Home Away From Home (with Pilfered Packets)

Welcome to Rome

             Welcome to Rome

We arrived in Rome on the 30th of December and unloaded our 4 giant suitcases and 6 carry-ons at the hotel Domus Sessoriana– a convent-style accommodation which was historically for those on religious pilgrimmage to the Basilica next door, Santa Croce in Gerusalemme, where relics such as a piece of THE cross, and other amazing artifacts can be seen. They are housed in a glass vitrine and each one is set into an elegant silver piece decorated with amazing metalwork- details as fine as jewelry. There is a piece of worn, splintery wood from the cross that Jesus was nailed onto encased in silver; as well as a nail, a thorn from the crown… and a large section of bone from the doubtful St. Thomas’ finger. It’s all very gruesome- and fascinating.

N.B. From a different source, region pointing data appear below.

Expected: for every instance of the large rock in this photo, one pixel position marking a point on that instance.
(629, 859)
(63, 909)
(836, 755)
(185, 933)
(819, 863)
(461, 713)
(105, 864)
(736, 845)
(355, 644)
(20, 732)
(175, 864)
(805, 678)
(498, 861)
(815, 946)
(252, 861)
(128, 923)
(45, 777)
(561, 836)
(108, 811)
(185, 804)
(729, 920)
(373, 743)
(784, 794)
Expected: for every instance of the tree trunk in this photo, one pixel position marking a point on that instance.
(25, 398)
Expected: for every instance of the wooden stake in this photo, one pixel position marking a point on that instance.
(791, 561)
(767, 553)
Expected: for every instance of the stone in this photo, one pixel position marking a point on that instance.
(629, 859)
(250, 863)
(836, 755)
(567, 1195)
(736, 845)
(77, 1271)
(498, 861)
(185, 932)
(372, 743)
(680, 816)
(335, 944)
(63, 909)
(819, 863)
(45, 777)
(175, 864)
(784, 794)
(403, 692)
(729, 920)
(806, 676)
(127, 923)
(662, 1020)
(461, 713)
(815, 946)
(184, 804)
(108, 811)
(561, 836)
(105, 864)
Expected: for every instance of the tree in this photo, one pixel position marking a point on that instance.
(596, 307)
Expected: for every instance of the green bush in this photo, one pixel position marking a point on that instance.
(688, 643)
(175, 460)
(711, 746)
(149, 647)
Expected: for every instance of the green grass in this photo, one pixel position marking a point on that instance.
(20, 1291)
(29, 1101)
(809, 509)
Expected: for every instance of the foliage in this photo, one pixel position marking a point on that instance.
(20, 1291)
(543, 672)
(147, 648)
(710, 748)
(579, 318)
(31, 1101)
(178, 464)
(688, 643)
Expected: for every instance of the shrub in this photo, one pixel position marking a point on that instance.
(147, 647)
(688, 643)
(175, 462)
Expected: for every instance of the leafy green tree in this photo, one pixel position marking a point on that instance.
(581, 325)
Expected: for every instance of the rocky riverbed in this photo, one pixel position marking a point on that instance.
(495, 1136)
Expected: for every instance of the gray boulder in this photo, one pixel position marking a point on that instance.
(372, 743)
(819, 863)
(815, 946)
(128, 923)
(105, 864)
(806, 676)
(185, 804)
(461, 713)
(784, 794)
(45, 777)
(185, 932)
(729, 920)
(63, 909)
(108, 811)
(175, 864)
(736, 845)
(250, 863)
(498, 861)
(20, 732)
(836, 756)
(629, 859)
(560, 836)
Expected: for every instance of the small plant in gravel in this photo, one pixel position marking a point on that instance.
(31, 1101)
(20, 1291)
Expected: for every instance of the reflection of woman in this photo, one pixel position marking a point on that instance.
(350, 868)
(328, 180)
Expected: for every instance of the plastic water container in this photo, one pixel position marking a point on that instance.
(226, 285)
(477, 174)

Enormous paintings grace the hotel’s lobby and stairwells. Beneath the hotel rooms, down a long, long, long corridor with arched ceilings, is the dining room where we, and the mostly European, cost-conscious travelers ate breakfast. Each morning a buffet of run-of-the-mill pastries, bread, ho-hum cheeses, and such was set out for hotel guests.  Our son Theo invited many giggles and adoring looks as he walked from the buffet to our table, sloshing pineapple juice onto its saucer (and the floor) and returning repeatedly for cornetti and slices of provolone cheese (which he declared the Best Cheese in the World).

As we were to be camping out in our room for several days until our apartment was ready for us, I felt justified in taking bits and pieces of food to hoard for later. Our evenings were spent in the room, where we would spread the pressed white linen hand-towels over an ottoman and eat our dinner picnic-style.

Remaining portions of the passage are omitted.